Plenário do STF na tarde desta quinta-feira (14): foram 6 votos a 5, e o desempate foi de Dias Toffoli - STF / Secretaria de Comunicação
Plenário do STF na tarde desta quinta-feira (14): foram 6 votos a 5, e o desempate foi de Dias Toffoli Imagem: STF / Secretaria de Comunicação

André Shalders - @andreshalders - Da BBC News Brasil em São Paulo

14/03/2019 19h28

Ministros do STF decidem que parte dos casos da operação deve ir para a Justiça Eleitoral; força-tarefa da Lava Jato no Paraná teme enfraquecimento da investigação

Os ministros do Supremo Tribunal Federal (STF) decidiram na tarde desta quinta-feira (14) enviar parte das investigações da Lava Jato para a Justiça Eleitoral. Foram seis votos a cinco.

Para os procuradores que participam da força-tarefa da Lava Jato no Paraná, a decisão pode enfraquecer as investigações e até provocar a anulação de condenações já decididas pela Justiça. Já os ministros favoráveis à medida argumentam que não haverá prejuízo às investigações nem anulação de casos já julgados. Argumentam também que a lei brasileira determina o envio.

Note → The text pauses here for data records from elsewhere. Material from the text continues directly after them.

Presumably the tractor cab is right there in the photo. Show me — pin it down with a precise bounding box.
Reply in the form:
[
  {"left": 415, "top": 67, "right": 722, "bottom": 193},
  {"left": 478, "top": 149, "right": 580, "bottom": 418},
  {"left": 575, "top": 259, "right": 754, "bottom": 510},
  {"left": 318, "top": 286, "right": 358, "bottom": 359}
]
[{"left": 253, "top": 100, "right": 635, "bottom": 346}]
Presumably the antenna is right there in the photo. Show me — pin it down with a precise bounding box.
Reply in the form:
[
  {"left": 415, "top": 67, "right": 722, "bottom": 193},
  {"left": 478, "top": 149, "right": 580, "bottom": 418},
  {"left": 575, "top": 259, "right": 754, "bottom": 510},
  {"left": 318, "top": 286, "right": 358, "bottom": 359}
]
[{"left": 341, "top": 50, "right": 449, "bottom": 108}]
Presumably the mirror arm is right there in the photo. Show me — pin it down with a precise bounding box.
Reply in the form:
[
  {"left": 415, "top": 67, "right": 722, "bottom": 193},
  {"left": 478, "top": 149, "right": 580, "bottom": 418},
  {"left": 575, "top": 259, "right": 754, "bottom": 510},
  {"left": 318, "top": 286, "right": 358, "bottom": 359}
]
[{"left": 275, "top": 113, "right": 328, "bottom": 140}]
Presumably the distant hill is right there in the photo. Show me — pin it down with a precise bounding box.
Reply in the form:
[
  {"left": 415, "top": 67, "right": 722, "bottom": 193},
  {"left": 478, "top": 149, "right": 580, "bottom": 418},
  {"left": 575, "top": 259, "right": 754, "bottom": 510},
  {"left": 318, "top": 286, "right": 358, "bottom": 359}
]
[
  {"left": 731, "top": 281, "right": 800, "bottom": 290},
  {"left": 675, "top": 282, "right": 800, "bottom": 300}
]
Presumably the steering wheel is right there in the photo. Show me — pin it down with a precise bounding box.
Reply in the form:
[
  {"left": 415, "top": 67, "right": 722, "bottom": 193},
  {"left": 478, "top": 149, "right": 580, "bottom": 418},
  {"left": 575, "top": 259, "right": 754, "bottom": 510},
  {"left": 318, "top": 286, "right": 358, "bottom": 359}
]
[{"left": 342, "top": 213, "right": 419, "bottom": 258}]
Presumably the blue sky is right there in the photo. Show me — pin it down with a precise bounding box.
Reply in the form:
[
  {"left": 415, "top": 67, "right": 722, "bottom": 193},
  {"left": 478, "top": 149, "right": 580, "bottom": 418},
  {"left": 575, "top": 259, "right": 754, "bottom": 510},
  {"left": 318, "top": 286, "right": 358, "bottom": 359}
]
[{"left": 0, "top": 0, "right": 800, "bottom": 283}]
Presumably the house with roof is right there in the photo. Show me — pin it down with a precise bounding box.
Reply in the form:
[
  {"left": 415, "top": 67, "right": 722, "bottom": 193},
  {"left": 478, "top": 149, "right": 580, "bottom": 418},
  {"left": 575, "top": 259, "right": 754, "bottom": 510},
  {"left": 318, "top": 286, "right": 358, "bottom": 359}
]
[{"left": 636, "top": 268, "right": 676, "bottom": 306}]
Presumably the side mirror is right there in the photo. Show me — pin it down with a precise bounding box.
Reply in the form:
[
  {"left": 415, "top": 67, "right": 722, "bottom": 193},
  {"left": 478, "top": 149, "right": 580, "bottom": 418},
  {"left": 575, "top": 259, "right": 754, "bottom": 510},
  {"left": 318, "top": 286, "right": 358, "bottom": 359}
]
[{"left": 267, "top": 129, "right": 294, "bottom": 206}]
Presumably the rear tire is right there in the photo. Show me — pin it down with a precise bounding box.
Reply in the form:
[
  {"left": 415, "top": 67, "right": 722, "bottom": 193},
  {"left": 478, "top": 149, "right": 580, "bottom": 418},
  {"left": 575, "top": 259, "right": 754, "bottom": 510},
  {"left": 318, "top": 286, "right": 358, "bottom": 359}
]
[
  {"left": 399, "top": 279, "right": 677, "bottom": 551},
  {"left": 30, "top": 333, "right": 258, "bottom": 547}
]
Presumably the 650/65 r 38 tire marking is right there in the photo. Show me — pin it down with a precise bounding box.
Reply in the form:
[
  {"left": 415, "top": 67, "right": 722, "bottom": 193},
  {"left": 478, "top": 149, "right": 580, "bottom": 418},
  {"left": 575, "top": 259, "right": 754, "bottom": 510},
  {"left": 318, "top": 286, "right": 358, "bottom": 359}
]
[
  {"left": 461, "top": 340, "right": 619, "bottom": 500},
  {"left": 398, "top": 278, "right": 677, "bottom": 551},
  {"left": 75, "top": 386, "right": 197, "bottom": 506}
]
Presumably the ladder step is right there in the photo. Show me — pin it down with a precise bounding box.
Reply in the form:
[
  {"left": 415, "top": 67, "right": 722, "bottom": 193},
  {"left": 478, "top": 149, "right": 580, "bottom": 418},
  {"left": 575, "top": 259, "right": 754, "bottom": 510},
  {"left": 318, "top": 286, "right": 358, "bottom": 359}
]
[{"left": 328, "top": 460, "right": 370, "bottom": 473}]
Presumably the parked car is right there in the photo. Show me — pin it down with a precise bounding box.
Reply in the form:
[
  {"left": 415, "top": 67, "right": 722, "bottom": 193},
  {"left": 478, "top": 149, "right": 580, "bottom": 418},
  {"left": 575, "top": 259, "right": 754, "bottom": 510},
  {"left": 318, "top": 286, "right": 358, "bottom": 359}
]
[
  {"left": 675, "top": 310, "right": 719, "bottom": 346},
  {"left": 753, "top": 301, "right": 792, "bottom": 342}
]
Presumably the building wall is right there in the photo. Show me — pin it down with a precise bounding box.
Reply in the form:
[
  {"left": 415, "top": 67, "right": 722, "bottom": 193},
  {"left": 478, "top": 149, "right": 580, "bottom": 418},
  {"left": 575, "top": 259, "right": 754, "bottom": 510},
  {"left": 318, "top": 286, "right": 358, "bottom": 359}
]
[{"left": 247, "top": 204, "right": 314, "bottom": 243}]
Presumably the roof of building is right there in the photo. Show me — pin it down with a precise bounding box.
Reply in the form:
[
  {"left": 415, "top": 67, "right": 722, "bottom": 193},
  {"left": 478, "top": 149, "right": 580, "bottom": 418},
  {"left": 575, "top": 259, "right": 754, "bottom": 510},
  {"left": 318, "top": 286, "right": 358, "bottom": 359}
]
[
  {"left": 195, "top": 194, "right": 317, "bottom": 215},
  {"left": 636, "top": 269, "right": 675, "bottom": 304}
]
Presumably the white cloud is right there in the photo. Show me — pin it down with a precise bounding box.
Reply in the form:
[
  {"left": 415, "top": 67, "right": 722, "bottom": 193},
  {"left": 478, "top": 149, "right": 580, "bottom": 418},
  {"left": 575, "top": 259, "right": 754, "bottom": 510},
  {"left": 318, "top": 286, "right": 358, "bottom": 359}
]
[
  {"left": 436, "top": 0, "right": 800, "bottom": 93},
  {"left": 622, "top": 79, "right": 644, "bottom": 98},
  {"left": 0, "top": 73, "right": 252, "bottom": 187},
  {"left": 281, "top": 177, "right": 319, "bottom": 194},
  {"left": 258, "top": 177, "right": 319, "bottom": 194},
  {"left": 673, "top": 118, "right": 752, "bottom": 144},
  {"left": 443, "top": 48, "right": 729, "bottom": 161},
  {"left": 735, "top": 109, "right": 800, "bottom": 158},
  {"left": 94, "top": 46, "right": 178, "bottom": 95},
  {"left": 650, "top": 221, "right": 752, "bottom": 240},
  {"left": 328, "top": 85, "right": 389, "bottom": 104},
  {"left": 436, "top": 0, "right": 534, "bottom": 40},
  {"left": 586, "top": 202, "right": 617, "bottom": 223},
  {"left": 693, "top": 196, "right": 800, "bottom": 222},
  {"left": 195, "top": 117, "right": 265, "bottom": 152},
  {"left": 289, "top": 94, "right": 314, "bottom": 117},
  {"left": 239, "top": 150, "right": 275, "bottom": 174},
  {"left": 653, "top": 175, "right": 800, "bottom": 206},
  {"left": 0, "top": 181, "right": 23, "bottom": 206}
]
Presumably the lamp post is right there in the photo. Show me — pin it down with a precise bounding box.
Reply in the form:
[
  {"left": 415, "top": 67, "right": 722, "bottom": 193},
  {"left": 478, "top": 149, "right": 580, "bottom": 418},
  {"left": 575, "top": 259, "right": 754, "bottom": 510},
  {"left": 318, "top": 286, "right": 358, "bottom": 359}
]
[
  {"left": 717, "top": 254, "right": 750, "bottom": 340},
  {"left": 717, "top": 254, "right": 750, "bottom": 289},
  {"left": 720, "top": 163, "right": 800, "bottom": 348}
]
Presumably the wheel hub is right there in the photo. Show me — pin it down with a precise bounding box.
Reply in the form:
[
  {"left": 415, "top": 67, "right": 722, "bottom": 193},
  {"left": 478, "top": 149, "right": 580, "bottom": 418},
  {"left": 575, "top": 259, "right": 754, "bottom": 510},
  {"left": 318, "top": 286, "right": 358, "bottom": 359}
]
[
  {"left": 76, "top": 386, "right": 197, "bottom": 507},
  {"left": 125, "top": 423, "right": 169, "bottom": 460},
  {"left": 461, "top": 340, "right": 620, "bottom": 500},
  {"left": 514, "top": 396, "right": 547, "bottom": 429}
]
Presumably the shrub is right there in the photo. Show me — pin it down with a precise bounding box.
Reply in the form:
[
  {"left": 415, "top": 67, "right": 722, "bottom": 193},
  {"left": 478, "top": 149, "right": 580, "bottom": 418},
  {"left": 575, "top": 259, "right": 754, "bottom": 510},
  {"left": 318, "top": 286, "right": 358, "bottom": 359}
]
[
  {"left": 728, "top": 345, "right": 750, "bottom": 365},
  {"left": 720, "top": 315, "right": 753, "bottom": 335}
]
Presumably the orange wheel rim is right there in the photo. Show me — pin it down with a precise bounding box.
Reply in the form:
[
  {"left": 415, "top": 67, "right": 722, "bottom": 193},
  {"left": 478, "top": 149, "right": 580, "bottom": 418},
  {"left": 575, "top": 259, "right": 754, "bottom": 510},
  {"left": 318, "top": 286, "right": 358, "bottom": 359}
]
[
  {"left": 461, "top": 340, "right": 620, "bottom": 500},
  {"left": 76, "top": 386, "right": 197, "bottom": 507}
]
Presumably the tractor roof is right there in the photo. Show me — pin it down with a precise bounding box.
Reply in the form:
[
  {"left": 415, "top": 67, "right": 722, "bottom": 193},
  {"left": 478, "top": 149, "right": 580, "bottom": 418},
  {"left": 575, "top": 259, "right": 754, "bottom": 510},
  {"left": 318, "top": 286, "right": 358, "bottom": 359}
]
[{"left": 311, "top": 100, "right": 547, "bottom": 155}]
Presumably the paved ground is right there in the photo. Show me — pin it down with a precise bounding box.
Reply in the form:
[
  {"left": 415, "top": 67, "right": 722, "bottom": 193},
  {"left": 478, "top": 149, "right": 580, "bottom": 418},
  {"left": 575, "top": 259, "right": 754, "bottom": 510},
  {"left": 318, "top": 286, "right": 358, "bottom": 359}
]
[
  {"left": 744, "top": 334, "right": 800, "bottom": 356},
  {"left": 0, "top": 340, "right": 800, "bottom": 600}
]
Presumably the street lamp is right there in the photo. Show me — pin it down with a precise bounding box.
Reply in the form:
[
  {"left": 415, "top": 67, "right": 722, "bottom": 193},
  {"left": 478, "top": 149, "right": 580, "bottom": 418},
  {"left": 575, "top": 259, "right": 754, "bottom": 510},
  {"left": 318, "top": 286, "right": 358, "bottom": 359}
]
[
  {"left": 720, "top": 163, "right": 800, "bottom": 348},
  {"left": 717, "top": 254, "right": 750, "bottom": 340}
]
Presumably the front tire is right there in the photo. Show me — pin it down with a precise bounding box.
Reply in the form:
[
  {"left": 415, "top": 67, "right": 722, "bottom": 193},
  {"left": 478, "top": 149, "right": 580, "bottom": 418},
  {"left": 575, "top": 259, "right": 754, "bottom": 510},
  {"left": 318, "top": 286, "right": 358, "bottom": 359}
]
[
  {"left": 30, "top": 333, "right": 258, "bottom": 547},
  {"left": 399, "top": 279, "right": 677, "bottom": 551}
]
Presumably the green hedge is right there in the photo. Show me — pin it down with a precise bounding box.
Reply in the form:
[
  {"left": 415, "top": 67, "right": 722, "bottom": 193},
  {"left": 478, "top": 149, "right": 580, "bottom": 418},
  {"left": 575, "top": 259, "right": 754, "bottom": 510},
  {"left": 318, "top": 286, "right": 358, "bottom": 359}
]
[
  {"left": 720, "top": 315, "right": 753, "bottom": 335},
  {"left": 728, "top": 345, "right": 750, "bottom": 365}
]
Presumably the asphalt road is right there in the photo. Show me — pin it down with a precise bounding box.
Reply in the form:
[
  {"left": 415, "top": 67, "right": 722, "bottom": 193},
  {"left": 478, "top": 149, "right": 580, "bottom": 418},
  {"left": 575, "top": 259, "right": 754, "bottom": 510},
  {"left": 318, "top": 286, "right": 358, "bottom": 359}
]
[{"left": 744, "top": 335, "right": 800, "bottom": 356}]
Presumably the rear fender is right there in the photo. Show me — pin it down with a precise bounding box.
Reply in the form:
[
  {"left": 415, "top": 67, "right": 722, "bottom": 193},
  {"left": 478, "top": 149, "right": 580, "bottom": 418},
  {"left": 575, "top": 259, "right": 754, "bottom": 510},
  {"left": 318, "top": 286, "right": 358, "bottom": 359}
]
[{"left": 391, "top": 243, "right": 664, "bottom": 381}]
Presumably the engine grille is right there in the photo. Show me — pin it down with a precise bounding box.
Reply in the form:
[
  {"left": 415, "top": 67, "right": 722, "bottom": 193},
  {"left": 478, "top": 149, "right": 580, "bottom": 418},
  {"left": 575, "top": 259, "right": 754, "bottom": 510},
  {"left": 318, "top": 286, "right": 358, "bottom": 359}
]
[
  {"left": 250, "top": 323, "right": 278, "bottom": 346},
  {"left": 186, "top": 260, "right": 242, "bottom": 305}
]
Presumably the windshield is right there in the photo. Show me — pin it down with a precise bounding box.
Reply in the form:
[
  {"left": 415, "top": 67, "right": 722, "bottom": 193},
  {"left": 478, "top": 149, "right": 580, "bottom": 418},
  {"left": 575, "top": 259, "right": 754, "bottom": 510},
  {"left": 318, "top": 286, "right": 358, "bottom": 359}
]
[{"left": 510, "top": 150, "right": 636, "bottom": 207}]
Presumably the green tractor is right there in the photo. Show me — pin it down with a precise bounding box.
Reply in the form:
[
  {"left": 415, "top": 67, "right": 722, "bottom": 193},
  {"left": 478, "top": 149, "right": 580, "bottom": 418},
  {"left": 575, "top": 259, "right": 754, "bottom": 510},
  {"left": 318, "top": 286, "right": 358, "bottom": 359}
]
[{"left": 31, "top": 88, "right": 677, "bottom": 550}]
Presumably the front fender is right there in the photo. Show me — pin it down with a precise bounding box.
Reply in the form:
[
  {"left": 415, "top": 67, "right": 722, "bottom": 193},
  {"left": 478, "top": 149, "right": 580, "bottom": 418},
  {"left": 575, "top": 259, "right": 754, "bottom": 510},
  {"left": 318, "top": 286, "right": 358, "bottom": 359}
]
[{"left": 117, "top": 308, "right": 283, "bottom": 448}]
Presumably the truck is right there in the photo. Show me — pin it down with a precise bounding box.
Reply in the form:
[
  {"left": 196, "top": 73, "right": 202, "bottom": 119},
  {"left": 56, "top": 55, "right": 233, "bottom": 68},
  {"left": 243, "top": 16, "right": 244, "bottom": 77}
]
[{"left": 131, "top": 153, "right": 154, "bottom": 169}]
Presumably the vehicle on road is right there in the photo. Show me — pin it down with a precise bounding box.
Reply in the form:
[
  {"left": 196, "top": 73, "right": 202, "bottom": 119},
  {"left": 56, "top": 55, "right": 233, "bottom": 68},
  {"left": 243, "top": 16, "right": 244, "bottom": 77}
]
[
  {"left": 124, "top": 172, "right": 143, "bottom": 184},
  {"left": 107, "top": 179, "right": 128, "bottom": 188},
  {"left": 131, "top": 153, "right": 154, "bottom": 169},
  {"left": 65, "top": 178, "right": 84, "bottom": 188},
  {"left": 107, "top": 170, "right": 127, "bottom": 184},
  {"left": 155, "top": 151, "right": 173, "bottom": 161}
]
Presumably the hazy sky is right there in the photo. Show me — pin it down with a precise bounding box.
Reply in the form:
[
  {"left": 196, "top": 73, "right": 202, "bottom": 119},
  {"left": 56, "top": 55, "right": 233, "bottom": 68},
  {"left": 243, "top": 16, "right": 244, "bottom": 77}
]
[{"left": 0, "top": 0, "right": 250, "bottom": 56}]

Ecoando o discurso dos procuradores, a hashtag #STFVergonhaNacional chegou ao topo da lista de assuntos mais comentados por brasileiros no Twitter na noite desta quarta (13).

Votaram a favor do envio os ministros Marco Aurélio (relator do caso), Alexandre de Moraes, Ricardo Lewandowski, Gilmar Mendes, Celso de Mello e Dias Toffoli (presidente do STF, que desempatou a votação). Ficaram vencidos os ministros Edson Fachin, Luiz Fux, Rosa Weber, Luís Roberto Barroso e Cármen Lúcia.

Para os ministros que defenderam a medida, as apurações devem ser conduzidas pela Justiça Eleitoral sempre que houver suspeitas de crimes eleitorais (como o Caixa 2), mesmo que existam outros crimes comuns (corrupção, lavagem de dinheiro, etc).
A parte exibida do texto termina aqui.